Il est important de noter queBelviq (lorcasérine),un médicament amaigrissant précédemment prescrit, a été retiré du marché en février 2020 en raison de préoccupations concernant une incidence accrue de cancer chez les personnes prenant ce médicament.

Contrôler les taux élevés d’androgènes dans le SOPK

Les femmes atteintes du SOPK ont souvent des taux plus élevés d’hormones mâles, appelées androgènes, dont la testostérone. Cette condition, appeléehyperandrogénie, peut entraîner des caractéristiques masculines secondaires, telles que la perte de cheveux de type masculin et l’hirsutisme (pilosité excessive du visage et du corps).

L’hyperandrogénie est généralement traitée avec des médicaments qui bloquent la production d’androgènes ou neutralisent les effets d’une croissance anormale des cheveux.

Ceux-ci incluent :

  • Aldactone (spironolactone), un diurétique qui exerce de puissants effets anti-androgènes
  • Propecia (finastéride), utilisé hors AMM pour traiter la perte de cheveux chez les femmes atteintes du SOPK

En plus des changements dans la croissance des cheveux, l’hyperandrogénie peut conduire au développement de l’acné. L’acné induite par le SOPK est généralement traitée avec des préparations topiques telles que le peroxyde de benzoyle, l’acide salicylique, les rétinoïdes ou les antibiotiques.

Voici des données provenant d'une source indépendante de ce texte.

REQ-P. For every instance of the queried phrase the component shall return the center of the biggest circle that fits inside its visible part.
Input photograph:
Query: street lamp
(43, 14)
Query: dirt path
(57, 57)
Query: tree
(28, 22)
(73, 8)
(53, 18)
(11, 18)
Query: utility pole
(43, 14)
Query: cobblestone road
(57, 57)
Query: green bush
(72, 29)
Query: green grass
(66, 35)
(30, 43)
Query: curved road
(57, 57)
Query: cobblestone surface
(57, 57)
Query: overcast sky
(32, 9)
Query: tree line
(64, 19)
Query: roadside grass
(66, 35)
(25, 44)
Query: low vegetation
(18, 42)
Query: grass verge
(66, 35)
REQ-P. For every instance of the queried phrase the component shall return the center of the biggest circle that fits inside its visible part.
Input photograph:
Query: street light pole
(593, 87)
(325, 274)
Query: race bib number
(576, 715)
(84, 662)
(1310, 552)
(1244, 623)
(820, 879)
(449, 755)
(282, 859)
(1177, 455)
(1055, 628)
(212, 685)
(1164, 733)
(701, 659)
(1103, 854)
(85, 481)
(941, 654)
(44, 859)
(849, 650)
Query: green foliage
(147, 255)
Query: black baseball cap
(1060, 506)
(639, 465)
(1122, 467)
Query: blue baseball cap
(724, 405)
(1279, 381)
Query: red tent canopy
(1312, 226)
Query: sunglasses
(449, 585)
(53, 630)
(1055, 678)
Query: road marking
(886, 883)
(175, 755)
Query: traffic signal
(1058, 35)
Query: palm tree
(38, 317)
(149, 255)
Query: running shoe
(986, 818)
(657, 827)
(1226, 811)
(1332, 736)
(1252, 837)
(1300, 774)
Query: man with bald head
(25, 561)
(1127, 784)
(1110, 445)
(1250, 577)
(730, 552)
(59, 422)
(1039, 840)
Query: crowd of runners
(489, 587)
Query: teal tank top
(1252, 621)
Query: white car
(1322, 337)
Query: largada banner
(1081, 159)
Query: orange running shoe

Changements de mode de vie dans le SOPK
Les médicaments pour traiter le SOPK sont souvent utilisés en association avec les changements de mode de vie recommandés, notamment la perte de poids et l’exercice. Votre professionnel de la santé peut proposer ces recommandations comme intervention de première intention avant de prescrire un médicament.